Hilary Monk of the retail consultants Verdict Research said: "It's not just Sears that is having problems. Most are now pinning their hopes on the second half of the year, though much will depend on what happens in the Budget in November."
She said a gap was developing between the strong retailers - which could afford to invest in upgrading stores and distribution systems - and the weak, which could not. There was also a gap developing between successful and poor locations: some high streets were struggling while out-of-town shopping centres were packed.
At the annual meeting in London yesterday, Sears' chief executive, Liam Strong, blamed unseasonal weather, weak consumer demand, tough competition and stock problems for the profits warning and added that trading had been particularly difficult in the past two months.
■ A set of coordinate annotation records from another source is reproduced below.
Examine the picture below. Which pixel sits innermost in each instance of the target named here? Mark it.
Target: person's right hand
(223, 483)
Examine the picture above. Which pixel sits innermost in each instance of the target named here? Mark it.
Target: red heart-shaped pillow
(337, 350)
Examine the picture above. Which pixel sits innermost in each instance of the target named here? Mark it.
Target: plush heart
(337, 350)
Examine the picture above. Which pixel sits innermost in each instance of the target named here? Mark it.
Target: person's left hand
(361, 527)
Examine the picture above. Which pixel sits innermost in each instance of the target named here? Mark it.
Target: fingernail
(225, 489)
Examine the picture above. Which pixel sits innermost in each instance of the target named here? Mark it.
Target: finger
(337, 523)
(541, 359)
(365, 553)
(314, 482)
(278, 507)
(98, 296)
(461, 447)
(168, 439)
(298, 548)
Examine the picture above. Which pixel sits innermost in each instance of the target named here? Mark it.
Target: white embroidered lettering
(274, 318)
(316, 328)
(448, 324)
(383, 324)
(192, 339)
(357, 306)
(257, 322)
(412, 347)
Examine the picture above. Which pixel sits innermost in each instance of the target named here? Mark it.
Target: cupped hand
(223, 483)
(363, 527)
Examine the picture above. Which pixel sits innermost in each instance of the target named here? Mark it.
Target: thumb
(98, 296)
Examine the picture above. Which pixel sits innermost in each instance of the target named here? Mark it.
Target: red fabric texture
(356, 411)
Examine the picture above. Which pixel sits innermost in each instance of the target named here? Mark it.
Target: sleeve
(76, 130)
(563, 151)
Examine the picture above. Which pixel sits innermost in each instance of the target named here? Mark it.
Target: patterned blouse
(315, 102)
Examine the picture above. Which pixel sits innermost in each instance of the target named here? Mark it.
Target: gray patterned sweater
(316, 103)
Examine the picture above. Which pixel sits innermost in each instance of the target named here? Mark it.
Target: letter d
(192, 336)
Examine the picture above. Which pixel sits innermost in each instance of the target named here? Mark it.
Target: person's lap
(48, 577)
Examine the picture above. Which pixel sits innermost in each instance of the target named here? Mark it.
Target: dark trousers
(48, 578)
Ms Monk said the June sunshine had come too late for fashion retailers, many of whom would now be forced to sell at knock-down prices.
Sears' announcement follows a similarly downbeat statement from Allders - which has reported slow sales at its department stores - and House of Fraser, which is struggling against weak demand and stock problems at stores such as DH Evans and Dickins & Jones.
Sears said yesterday that like-for-like sales had increased by 2.6 per cent in the past year, which was significantly lower than expected. The company had been forced to cut prices to clear old stock at British Shoe shops and Olympus Sports; shop closures will accelerate. Trading has also been poor at Miss Selfridge, where skimpy skirts and tops proved unpopular.
Selfridges is performing strongly, helped by the early stages of a pounds 55m refurbishment. Trading at Freemans is tough, though the company says it has maintained market share. Wallis and Richards are also performing strongly.
Sales have been strong at Shoe Express, the out-of-town Shoe City stores and Hush Puppies, but this has been offset by weak trading at the older divisions - such as Saxone and Freeman Hardy and Willis - which are being sold or closed.
Adams childrenswear stores are improving and a further 40 stores will be added in the second half.